Fiesta SportVan is a hoot to drive from start to finish, no question about it. It's got ample performance on tap and the responsive steering, sharp handling and slick gearchange — one of the best we've encountered — means it can be exploited to the full. That's always assuming that you can put up with the racket. While the decibels generated by the engine are not especially intrusive, there's too much wind noise and road roar emanating from the back of the vehicle. Having all that fun at the wheel won't break the bank. We averaged an environmentally-respectable 60mpg.

While the use of low-profile tyres aids the handling, it doesn't do so at the expense of the ride. It's a touch firmer than it is on the standard Fiesta, but not unpleasantly so.

Distinguished by a body-coloured styling kit complete with a high-intake front grille, Fiesta SportVan comes with a three year/60,000 mile warranty with a roadside rescue and recovery service provided for the first 12 months of ownership. A corrosion perforation warranty protects it for eight years.

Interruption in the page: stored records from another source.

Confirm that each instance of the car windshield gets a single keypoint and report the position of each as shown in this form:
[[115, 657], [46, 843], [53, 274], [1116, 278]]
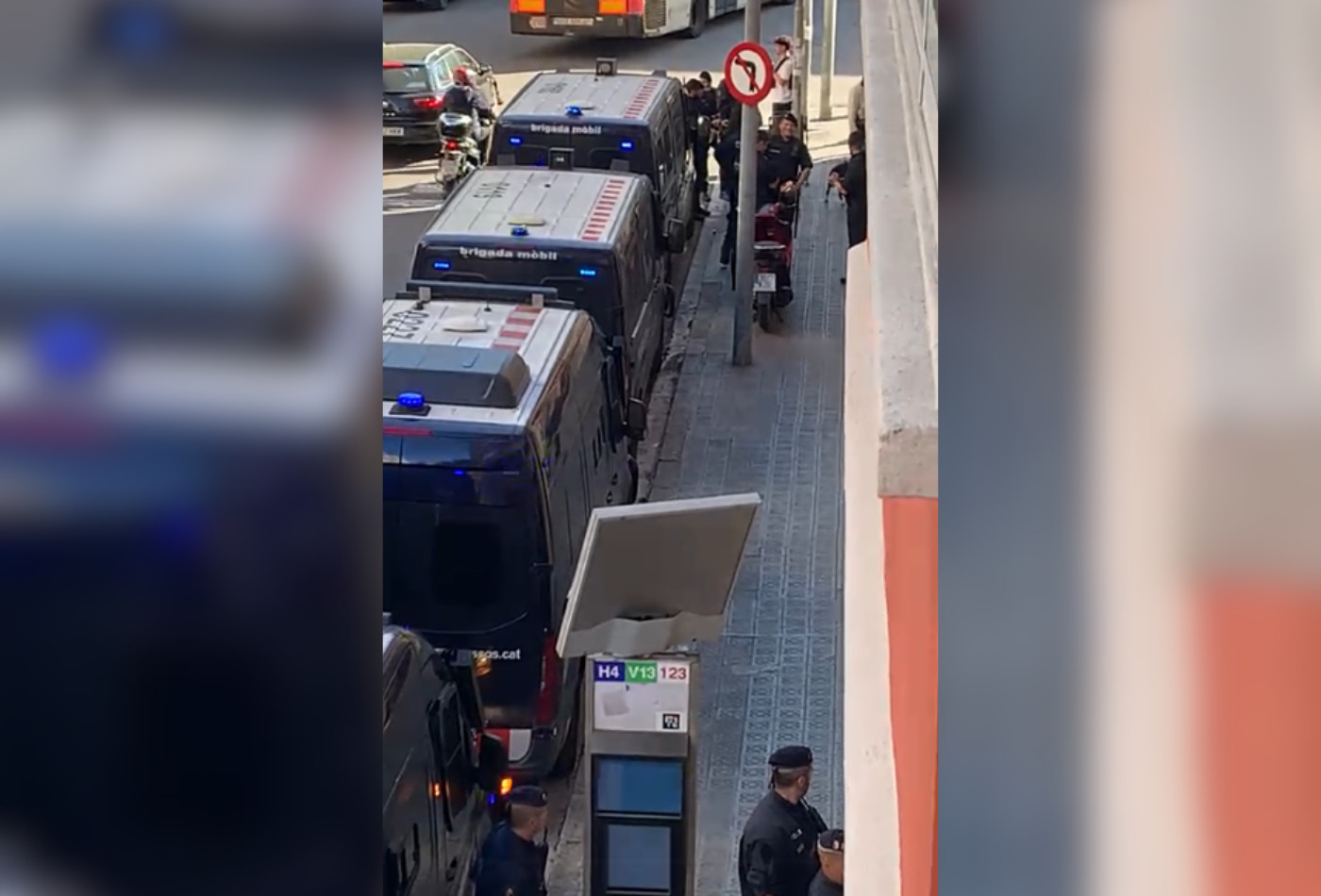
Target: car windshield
[[406, 79], [456, 568]]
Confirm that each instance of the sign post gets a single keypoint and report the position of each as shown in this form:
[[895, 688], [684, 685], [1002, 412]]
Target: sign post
[[749, 75]]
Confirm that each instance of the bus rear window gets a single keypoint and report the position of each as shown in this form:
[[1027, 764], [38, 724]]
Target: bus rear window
[[456, 569]]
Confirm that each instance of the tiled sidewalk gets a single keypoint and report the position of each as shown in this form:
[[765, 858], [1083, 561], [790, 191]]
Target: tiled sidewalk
[[773, 428]]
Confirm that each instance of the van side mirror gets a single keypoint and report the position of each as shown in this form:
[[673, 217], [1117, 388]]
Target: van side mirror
[[636, 419], [492, 763]]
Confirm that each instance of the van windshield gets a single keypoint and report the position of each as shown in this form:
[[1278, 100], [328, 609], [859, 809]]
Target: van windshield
[[458, 569]]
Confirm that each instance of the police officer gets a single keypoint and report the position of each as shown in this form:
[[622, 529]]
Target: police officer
[[829, 879], [512, 859], [464, 98], [777, 854]]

Front fog lights are included in the deal, as is an alarm and metallic paint. Our demonstrator was additionally equipped with headlights that can be set to come on automatically if conditions justify it — no bad thing given how few drivers switch their lights on when visibility is poor — and rain-sensing wipers in a pack that costs £100.



Ford's stylish-looking Fiesta SportVan is a hoot to drive, no question about it, and you can derive maximum enjoyment from it without breaking the bank or annoying the tree-huggers. We averaged 60mpg. Ample performance, sharp handling and a great gear change are accompanied by a roomy, comfortable cab. OK, wind noise and road roar could stand to be better controlled, and cargo capacity is limited. But SportVan still has a lot to recommend it as a practical runabout that provides a lot of fun into the bargain.